大崎基本的には、毎月何らかの形で人気タイトルを追加していく計画を立てています。具体的には、期間限定のタイトルを増やしていくことで、今後は運営をしていこうと思っていますので、ユーザーの皆様にはぜひとも期待していていただきたいです。ずっと提供する定常タイトルも、順次増やしていく予定でいます。期間限定と定常の2軸で、タイトルの充実を図っていこうと考えています。
――では、タイトルセレクトはどのような基準で考えているのですか?
大崎発売当時に世界中のユーザーから反響の大きかったタイトルを、ということで考えています。それは、作品に対する評価が高かったものや売上の両方の軸で判断しています。品質を担保できるラインアップを、ということでセレクトしていく予定でいます。
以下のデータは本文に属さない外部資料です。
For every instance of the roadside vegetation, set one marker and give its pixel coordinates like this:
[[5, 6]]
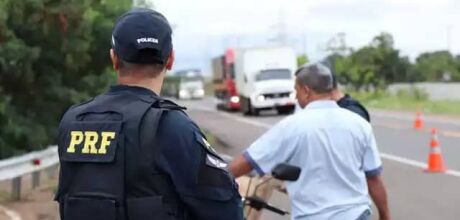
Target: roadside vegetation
[[408, 100]]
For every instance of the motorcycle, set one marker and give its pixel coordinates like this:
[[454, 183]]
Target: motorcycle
[[283, 172]]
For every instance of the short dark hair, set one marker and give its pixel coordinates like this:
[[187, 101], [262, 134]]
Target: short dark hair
[[317, 77], [153, 69]]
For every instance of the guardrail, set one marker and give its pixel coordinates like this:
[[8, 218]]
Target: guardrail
[[32, 163]]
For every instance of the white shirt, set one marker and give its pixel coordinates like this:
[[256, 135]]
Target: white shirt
[[335, 148]]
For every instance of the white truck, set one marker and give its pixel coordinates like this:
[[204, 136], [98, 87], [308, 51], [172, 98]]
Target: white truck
[[265, 79]]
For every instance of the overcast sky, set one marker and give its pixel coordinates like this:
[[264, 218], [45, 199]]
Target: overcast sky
[[204, 28]]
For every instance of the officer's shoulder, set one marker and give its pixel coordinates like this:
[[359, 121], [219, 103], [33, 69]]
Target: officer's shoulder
[[74, 108], [176, 119], [169, 105]]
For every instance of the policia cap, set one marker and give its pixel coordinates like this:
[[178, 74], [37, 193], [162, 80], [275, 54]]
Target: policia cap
[[142, 36]]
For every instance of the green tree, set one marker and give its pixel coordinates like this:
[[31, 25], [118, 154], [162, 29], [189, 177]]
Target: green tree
[[434, 65], [53, 54], [372, 66]]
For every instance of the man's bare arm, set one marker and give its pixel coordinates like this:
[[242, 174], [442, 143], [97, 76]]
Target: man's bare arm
[[379, 195], [240, 166]]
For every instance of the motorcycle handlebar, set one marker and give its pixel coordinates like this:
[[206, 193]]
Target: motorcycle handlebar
[[258, 204]]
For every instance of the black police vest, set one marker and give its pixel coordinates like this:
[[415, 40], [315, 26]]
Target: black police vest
[[351, 104], [108, 171]]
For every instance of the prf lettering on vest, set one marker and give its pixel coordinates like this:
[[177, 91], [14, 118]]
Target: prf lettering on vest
[[90, 139]]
ですので、タイトルは、トリプルAタイトルはもちろん、インディーゲームも含んだ、バラエティーに富んだラインアップになると思います。
――ところで、マイクロソフトの“Project xCloud”やGoogleのStadiaはモバイルにも対応しているのですが、PlayStation Nowでは、その予定はありますか?
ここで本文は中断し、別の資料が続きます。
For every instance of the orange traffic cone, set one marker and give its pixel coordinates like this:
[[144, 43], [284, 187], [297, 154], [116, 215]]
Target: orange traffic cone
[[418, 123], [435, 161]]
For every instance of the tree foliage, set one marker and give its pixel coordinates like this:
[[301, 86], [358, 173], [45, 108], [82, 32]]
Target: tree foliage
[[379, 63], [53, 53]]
大崎さまざまな可能性というのは、つねに検討しているのですが、現時点ではご案内できることはないです。
――では、プレイステーション5に対する取り組みはいかがでしょうか?
大崎PS Nowのサービスは長期を見据えて展開しておりますので、もちろんプレイステーション5でも提供していきます。
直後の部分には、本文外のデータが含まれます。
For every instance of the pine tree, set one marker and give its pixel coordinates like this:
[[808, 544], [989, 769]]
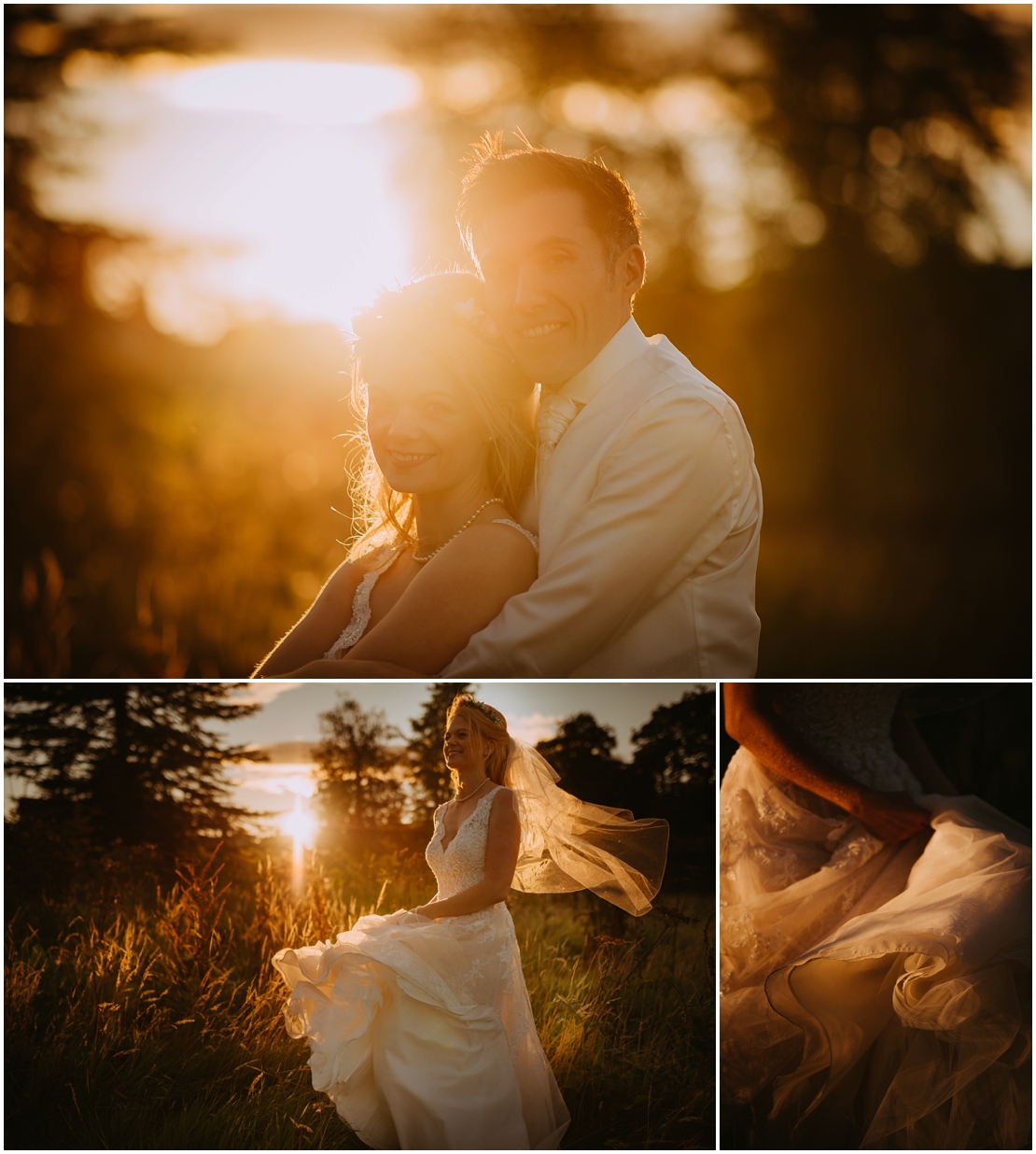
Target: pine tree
[[675, 753], [429, 773], [355, 761], [584, 756], [132, 762]]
――わかりました。最後に、PS Nowの今後のビジョンを教えてください。
大崎技術とソフトの両面で、PS Nowをさらに充実させていきたいです。私たちはクラウドゲームの技術に関して、多数の特許も取得していますし、絶対の自信を持っています。私たちはゲーム業界で25年間ビジネスをさせていただいていますが、PS Nowはそんな25年の蓄積があってこそのテクノロジーだと思っています。そのときどきで、“よいサービスを提供したい”との思いから蓄積してきた知見とノウハウが集結したものがPS Nowなんです。PS Nowは技術的にもまだまだいいものにしたいと思っています。
――技術的に、これからまだまだ進化していくということですね。
大崎一方で、ソフト面について言えば、“バラエティーに富んだ良質なタイトルが遊べる”というところが、まさにユーザーの皆様がプレイステーションプラットフォームに期待していただいているところだと認識しています。PS Nowのサービスで私たちの目指すところもそれと同じで、よりたくさんの良質なゲームを、PS Nowという新しいサービスで、お客様に体験していただきたいと思っています。サービスのさらなる充実に向けて、今後もたくさんのタイトルを増やしていけるように努力していきたいです。今後のPS Nowの展開にご期待ください。